Dans un petit village niché au cœur d’une vallée oubliée, se tramait un rituel ancestral, enveloppé d’une aura de mystère et de dévotion. Cette pratique, transmise de génération en génération, tissait un lien intime entre les villageois et le ciel capricieux au-dessus de leurs têtes. L’acteur principal de cette épopée céleste n’était autre que Saint-Ernier, le gardien des eaux célestes, dont l’intervention était sollicitée dans les moments de sécheresse accablante.

Imaginez la scène : un jour où le soleil darde ses rayons implacables sur la terre craquelée, une procession s’ébranle, emmenant dans son sillage une foule de fidèles. Au cœur de cette marche dévote, un objet de vénération : le bras de Saint-Ernier, ou plus précisément, un doigt de la relique sainte, détenteur d’un pouvoir mystérieux. Le cortège se dirige vers une fontaine, lieu choisi pour le rituel séculaire. Là, avec une délicatesse empreinte de crainte et de respect, le doigt de la relique est plongé dans l’eau claire, mais attention, pas question de tremper les autres doigts ! Car, selon une croyance ancestrale, un excès d’ardeur pourrait inviter une pluie diluvienne, transformant la bénédiction espérée en un fléau redouté.

Mais la dévotion à Saint-Ernier ne se limitait pas à ce geste. Le lundi de Pentecôte, le village s’éveillait sous le signe d’une ferveur renouvelée. La journée était consacrée à une procession épique, le Grand Tour, qui réunissait les âmes du village dans une marche de foi et d’espérance. Un parcours de plus de 40 km, qui, jusqu’en 1870, se poursuivait même le jour suivant, entrelaçant les destinées humaines avec le divin. Après une messe solennelle à Ceaucé, les reliques étaient portées au Mont Margautin, jusqu’à la Croix-des-Prières, avant de revenir à Ceaucé pour l’assemblée de l’après-midi, La Houline.

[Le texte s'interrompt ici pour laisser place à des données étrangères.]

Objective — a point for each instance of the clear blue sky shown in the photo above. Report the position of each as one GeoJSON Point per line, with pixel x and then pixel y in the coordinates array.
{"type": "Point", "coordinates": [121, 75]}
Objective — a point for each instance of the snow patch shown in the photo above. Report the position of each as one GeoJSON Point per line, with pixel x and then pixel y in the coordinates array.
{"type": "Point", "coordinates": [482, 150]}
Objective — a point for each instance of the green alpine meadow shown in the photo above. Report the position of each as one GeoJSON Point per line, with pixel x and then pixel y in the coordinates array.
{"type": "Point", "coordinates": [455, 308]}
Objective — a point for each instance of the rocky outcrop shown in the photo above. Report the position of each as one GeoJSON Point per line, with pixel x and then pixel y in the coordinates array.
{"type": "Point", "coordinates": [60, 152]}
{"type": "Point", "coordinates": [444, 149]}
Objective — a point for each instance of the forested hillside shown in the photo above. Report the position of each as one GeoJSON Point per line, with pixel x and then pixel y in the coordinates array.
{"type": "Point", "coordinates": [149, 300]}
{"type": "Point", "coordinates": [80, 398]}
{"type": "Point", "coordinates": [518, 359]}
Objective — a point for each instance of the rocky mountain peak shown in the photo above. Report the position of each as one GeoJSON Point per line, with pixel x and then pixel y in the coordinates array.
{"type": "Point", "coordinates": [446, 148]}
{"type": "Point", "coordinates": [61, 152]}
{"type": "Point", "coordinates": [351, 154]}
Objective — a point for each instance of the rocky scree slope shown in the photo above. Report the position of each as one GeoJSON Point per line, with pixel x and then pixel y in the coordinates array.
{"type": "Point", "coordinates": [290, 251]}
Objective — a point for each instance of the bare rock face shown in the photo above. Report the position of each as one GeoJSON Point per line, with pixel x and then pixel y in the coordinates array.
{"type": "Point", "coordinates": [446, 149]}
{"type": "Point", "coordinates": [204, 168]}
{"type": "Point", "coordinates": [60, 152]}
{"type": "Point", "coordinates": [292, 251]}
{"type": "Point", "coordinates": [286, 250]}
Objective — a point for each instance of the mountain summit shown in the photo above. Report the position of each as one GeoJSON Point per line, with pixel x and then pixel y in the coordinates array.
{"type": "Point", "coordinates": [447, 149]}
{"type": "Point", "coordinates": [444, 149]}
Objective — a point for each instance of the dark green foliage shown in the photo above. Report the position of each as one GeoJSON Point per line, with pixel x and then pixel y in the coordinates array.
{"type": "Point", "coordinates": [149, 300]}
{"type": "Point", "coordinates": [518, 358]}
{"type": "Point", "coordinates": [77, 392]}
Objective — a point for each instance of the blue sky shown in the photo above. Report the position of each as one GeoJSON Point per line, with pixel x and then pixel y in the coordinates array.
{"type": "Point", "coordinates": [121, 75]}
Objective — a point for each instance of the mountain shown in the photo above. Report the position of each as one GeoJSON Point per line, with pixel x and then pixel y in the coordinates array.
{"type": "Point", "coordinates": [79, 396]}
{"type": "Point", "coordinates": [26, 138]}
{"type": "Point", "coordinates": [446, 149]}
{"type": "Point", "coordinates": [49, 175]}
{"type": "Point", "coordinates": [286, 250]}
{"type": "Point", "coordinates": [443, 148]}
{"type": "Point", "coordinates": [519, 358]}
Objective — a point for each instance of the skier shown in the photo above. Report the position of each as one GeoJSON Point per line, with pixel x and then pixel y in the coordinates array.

Mais ce qui captivait l’imagination et suscitait chuchotements et regards complices, c’était le dicton énigmatique qui clôturait les festivités : “La matinée est à Saint-Ernier, mais la soirée est au Diable”. Une phrase lourde de sous-entendus, qui insufflait au rituel un frisson d’interdit, comme si, une fois la nuit tombée, les forces obscures reprenaient leurs droits, dansant dans l’ombre de la dévotion du jour.